There have been lots of sightings & many encounters due to the heavy rains & flooding.


----------



## rash (May 16, 2010)

great pics! id love to be able to see womas in the wild,
thanks for sharing


----------



## Snakelove (May 16, 2010)

Looks like a placid woma!


----------



## AUSHERP (May 16, 2010)

beautiful, you can see the difference between it and the captive lines


----------



## yommy (May 16, 2010)

the difference is a harsh lifestyle, beautiful creature. Nothing beats see herps in the wild first hand. Thanks for sharing


----------



## WomaPythons (May 16, 2010)

good pics strange lookin woma


----------



## Col J (May 16, 2010)

Lovely, healthy looking wild specimen. Thanks for sharing.


----------



## H.bitorquatus (May 16, 2010)

Not a fan of the SA womas, but would still love to see them! Great find!


----------



## -Matt- (May 16, 2010)

H.bitorquatus said:


> Not a fan of the SA womas, but would still love to see them! Great find!

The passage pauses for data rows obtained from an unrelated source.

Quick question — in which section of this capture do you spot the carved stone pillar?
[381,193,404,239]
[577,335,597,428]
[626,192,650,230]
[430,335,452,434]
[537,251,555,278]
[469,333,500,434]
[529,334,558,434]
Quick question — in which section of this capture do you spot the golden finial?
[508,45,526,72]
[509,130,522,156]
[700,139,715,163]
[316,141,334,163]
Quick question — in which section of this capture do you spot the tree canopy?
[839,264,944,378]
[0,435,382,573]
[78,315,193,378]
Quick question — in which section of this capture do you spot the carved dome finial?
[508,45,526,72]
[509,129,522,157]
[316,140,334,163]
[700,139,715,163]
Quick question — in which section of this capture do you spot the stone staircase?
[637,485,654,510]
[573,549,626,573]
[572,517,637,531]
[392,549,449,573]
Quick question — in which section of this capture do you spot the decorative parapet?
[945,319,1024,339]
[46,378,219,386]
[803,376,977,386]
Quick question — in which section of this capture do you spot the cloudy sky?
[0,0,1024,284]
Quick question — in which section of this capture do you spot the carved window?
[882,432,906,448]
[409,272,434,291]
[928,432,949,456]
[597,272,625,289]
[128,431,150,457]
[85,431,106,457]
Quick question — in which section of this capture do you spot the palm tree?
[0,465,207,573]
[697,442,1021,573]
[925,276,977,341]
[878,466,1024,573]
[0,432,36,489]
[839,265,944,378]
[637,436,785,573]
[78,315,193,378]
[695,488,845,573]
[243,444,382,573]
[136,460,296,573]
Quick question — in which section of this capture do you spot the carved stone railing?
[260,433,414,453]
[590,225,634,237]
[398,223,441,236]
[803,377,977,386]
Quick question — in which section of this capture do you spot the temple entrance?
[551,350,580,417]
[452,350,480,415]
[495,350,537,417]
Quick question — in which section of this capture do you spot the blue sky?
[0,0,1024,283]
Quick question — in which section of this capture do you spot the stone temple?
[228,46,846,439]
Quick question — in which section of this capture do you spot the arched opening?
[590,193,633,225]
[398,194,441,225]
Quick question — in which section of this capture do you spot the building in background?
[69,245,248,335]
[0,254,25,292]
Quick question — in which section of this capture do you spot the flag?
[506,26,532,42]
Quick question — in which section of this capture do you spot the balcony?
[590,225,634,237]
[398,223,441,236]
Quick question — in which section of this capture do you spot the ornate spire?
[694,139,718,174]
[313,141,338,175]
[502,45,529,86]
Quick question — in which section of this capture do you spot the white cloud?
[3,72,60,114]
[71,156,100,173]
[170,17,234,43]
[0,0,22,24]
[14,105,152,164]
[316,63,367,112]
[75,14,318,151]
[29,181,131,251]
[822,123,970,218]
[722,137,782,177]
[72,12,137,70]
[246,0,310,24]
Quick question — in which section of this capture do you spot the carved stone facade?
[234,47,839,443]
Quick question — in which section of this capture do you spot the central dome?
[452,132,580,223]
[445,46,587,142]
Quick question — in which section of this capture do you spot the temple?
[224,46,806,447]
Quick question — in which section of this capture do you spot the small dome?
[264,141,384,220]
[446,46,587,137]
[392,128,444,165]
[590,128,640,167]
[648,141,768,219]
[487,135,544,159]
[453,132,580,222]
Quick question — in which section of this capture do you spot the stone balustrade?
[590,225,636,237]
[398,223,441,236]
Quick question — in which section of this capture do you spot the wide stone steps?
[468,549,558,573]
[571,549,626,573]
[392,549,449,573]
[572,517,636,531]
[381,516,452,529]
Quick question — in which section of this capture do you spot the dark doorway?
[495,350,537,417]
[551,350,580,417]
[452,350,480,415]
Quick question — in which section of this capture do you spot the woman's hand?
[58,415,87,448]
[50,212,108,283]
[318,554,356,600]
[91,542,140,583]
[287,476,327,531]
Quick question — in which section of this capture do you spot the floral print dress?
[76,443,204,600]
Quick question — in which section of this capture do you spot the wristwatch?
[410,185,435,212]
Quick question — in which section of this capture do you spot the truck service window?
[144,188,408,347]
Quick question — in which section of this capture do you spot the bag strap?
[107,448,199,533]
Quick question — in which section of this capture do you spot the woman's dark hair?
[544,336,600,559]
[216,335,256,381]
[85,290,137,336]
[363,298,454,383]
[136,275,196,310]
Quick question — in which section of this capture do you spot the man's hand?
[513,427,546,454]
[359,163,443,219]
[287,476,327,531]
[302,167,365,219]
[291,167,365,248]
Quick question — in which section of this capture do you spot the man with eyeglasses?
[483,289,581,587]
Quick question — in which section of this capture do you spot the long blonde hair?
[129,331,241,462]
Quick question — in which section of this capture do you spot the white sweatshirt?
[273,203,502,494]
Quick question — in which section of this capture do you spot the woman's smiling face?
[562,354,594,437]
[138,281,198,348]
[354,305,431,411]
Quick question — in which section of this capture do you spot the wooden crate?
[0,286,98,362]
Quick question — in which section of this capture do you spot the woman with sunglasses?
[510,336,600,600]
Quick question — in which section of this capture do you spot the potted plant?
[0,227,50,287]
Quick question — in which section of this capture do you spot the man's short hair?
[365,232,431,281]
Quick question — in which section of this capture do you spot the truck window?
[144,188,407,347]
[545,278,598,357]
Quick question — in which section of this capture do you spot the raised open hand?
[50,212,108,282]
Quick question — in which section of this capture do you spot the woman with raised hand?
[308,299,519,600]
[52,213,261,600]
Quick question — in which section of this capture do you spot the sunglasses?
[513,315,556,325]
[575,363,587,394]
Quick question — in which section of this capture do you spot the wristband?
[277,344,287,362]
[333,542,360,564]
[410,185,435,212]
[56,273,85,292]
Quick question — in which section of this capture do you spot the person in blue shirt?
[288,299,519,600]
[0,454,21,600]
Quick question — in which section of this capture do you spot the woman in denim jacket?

SA womas are the only womas I have any interest in 

Top find, definatly near the top of my must see in the wild list!


----------



## Acrochordus (May 16, 2010)

Top find, dont see pictures of a wild Woma very often!!!
Thanks Tim.


----------



## Omgitschris (May 16, 2010)

that would be amazing to see first hand. thanks for posting


----------



## aspidito (May 16, 2010)

Thanks for the comments, they are amazing creatures & out of the dozens (adults) I have encountered in the wild all but one have been so calm & docile.
This one has a nice dark olive colouring which is the common form, the lighter sandy coloured forms are not often seen in the wild in this area yet a couple of hundred Klms away in south west Qld they do seem to be lighter on the average & there is also a difference in head scales.
Regards, Paul


----------